First, you'll need a Linux system, and two utilities: tabix and vcftools.
I'm virtualizing an Ubuntu Linux system in Virtualbox on my Windows 7 machine. I had a little trouble compiling vcftools on my Ubuntu system out of the box. Before trying to compile tabix and vcftools I'd recommend installing the GNU C++ compiler and another development version of a compression library, zlib1g-dev. This is easy in Ubuntu. Just enter these commands at the terminal:
sudo apt-get install g++
sudo apt-get install zlib1g-dev
First, download tabix. I'm giving you the direct link to the most current version as of this writing, but you might go to the respective sourceforge pages to get the most recent version yourself.

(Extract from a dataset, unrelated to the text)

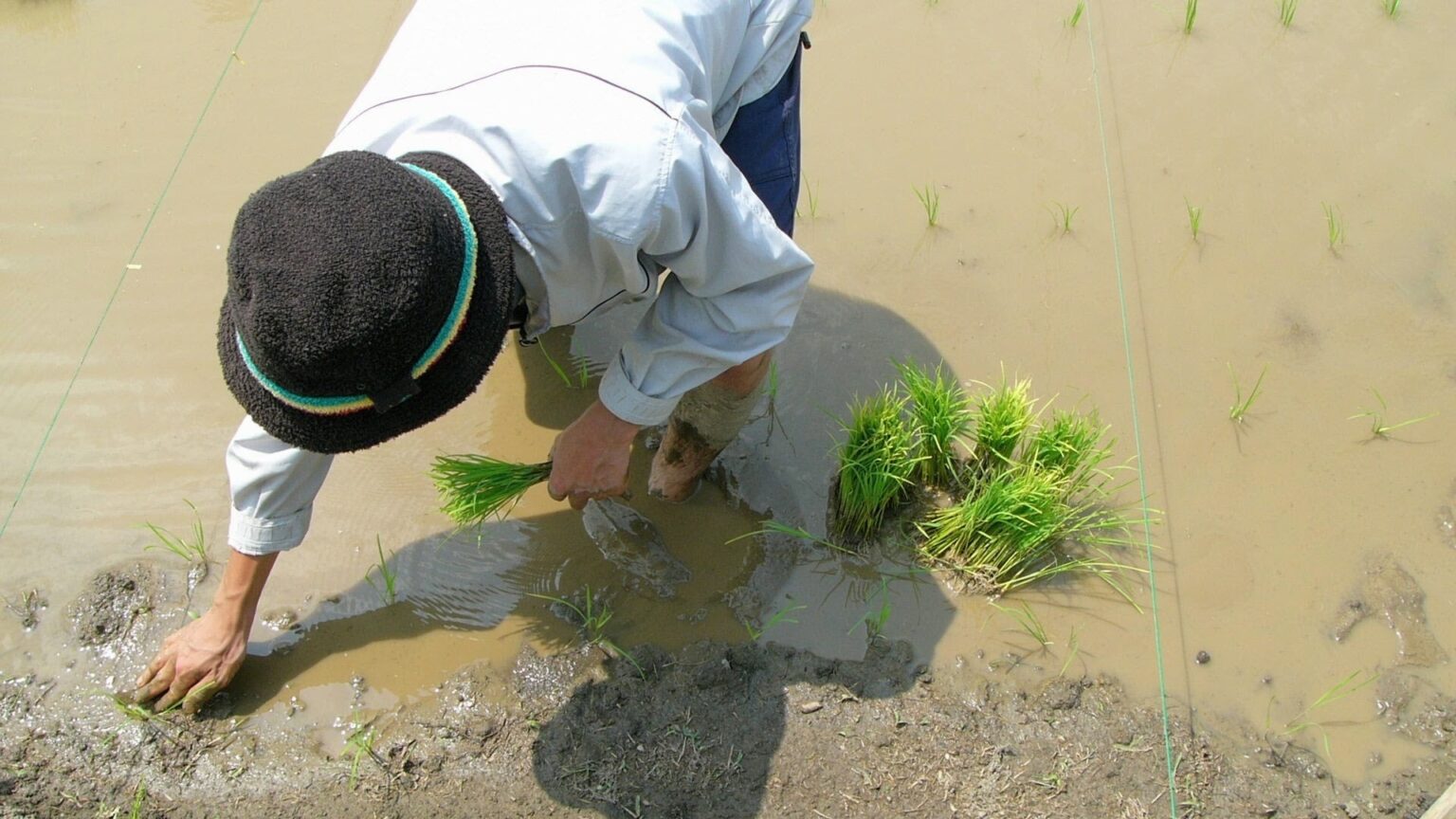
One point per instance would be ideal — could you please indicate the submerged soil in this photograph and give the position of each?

Use tar to unpack the download, go into the unzipped directory, and type "make" to compile the executable.
tar -jxvf tabix-0.2.3.tar.bz2
cd tabix-0.2.3/
Now do the same thing for vcf tools:
tar -zxvf vcftools_v0.1.4a.tar.gz
tar -zxvf vcftools_v0.1.4a.tar.gz
cd vcftools_0.1.4a/
The vcftools binary will be in the cpp directory. Copy both the tabix and vcftools executables to wherever you want to run your analysis.
Let's say that you wanted to pull all the 1000 genomes data from the CETP gene on chromosome 16, compute allele frequencies, and drop a linkage format PED file so you can look at linkage disequilibrium using Haploview.
First, use tabix to hit the 1000 genomes FTP site, pulling data from the 20080804 release for the CETP region (chr16:56,995,835-57,017,756), and save that output to a file called genotypes.vcf. Because tabix doesn't download the entire 1000 Genomes data and pulls only the sections you need, this is extremely fast. This should take around a minute, depending on your web connection and CPU speeds.
./tabix -fh 16:56995835-57017756 > genotypes.vcf
Not too difficult, right? Now use vcftools (which works a lot like plink) to compute allele frequencies. This should take less than one second.
./vcftools --vcf genotypes.vcf --freq --out allelefrequencies
Finally, use vcftools to create a linkage format PED and MAP file that you can use in PLINK or Haploview. This took about 30 seconds for me.
./vcftools --vcf genotypes.vcf --plink --out plinkformat
That's it. It looks like you can also dig around in the supporting directory on the FTP site and pull out genotypes for specific ethnic groups as well (EUR, AFR, and ASN HapMap populations).